A study from Amsterdam found that gay men who had used post-exposure prophylaxis (PEP) in the past were four times more likely than non-users to subsequently become infected with HIV.
PEP failure does not appear to be the cause of their HIV infection, but rather ongoing risk behaviour following a course of PEP. Self-reported adherence to the PEP regimen was high, at 94%.
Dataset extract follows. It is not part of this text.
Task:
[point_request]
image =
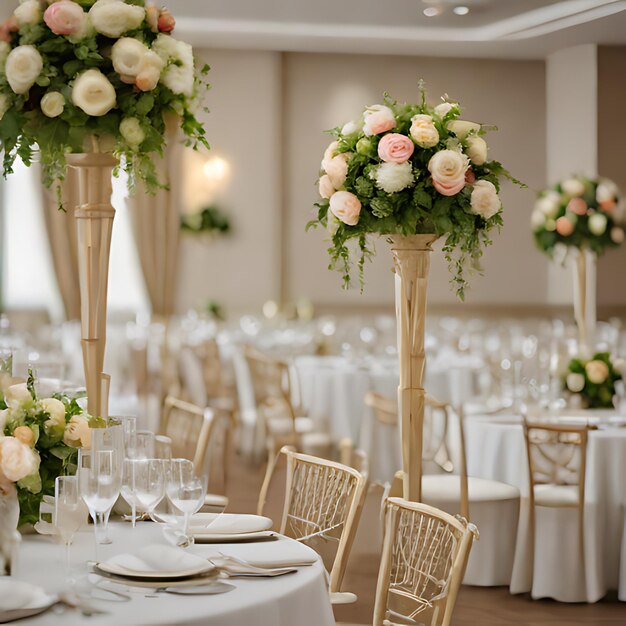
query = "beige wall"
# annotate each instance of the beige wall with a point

The investigators compared HIV infection rates between 2000 and 2009 in 355 men, who had in total received 385 courses of PEP, with infection rates over the same period in 782 gay men entering the Amsterdam Cohort Study. They measured HIV incidence three and six months after receiving PEP in the former group and after cohort entry in the latter.
HIV incidence, translated into infections per man per year, was 6.4% in men who had taken PEP and 1.6% in the cohort study. Three out of the eleven PEP users who acquired HIV were positive three months after PEP but the other eight were only found to be positive six months later, indicating that few - if any - infections were acquired while actually taking PEP.
“Our study showed a high incidence of HIV among MSM [men who have sex with men] who used PEP, an indication of ongoing risk behaviour,” write the investigators. “This implies that PEP alone for this group is not sufficient to prevent HIV infection, and a combination of other more comprehensive preventative strategies is needed.”
Comment: It is important not to interpret this study as a failure of PEP. Instead, it indicates that gay men who come forward for PEP rightly see themselves as being at high risk of HIV, but find that PEP is not a strategy they can use often enough for it to be protective. Previous studies of PEP have also found that, while it has an efficacy of about 80% for individual infections, its use makes no difference to infection rates on a population level. The high HIV incidence in PEP seekers suggests that they might be ideal candidates to be offered an ongoing course of PrEP (pre-exposure prophylaxis). At present, PrEP is still regarded as an experimental prevention technique and access to it is limited to unlicensed or clinical trial-based use.